[LLVMbugs] [Bug 20440] New: Recursive #include overruns MAX_PATH due to lack of path canonization
bugzilla-daemon at llvm.org
bugzilla-daemon at llvm.org
Thu Jul 24 12:43:35 PDT 2014
http://llvm.org/bugs/show_bug.cgi?id=20440
Bug ID: 20440
Summary: Recursive #include overruns MAX_PATH due to lack of
path canonization
Product: clang
Version: 3.4
Hardware: PC
OS: Windows XP
Status: NEW
Severity: normal
Priority: P
Component: Frontend
Assignee: unassignedclangbugs at nondot.org
Reporter: ilya.konstantinov at gmail.com
CC: llvmbugs at cs.uiuc.edu
Classification: Unclassified
Created attachment 12821
--> http://llvm.org/bugs/attachment.cgi?id=12821&action=edit
Simple testcase
When #include "..." is relative to the including file's directory, clang
performs simple path concatenation.
FOR EXAMPLE, if foo/foo.h includes "../bar/bar.h", clang will ask the OS to
open "foo/../bar/bar.h" -- i.e. it will not canonize the path to "bar/bar.h".

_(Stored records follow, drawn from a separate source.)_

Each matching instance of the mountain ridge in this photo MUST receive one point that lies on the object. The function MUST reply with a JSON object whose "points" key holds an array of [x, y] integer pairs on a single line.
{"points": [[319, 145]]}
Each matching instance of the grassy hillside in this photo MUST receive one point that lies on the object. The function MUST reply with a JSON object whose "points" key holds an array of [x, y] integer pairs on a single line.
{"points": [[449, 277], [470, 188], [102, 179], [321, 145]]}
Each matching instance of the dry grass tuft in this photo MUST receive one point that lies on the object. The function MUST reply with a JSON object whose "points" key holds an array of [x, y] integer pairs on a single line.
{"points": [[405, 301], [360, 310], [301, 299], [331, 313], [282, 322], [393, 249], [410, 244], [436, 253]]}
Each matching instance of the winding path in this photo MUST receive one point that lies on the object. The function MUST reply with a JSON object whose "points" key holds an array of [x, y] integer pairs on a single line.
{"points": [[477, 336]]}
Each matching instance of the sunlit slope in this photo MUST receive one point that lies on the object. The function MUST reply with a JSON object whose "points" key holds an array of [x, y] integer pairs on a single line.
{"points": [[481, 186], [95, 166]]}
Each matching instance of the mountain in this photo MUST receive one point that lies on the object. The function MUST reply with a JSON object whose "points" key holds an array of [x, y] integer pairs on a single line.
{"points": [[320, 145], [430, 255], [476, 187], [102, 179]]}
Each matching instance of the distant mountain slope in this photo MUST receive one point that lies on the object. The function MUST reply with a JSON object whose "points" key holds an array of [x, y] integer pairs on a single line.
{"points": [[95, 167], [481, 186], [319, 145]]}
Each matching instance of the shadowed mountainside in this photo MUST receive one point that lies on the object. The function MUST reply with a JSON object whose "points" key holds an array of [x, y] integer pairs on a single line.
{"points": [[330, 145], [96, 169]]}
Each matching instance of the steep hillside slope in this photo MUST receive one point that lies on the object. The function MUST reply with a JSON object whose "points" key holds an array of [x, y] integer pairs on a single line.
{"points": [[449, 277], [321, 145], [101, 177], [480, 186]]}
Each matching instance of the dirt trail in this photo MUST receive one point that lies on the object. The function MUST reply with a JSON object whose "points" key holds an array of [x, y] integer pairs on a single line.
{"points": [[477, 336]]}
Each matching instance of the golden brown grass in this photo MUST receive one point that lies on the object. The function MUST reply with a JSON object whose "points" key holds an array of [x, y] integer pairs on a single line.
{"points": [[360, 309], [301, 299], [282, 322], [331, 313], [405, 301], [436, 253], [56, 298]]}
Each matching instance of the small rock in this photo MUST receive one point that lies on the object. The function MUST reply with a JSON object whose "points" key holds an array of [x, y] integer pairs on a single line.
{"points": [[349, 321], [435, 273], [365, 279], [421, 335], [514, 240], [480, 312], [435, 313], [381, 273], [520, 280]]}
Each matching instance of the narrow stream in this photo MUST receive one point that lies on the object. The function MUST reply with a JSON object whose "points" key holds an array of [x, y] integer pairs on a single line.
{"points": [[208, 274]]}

Normally, the OS handles this under the hood. However, Win32 CreateFile only
accepts up to 260 (a.k.a MAX_PATH) characters.
With sufficiently long and contrived chains of relative #includes, which
actually occurred in a real-life project of mine, it can overrun MAX_PATH and
result in erroneous "File not found".
TESTCASE
I'm attaching a reproducing testcase. Microsoft Visual C++ handles it well.
(gcc fails similarly.)
Curiously, merely recursively including the same file does not reproduce it,
probably due to directory caching of some sort in HeaderSearch::LookupFile.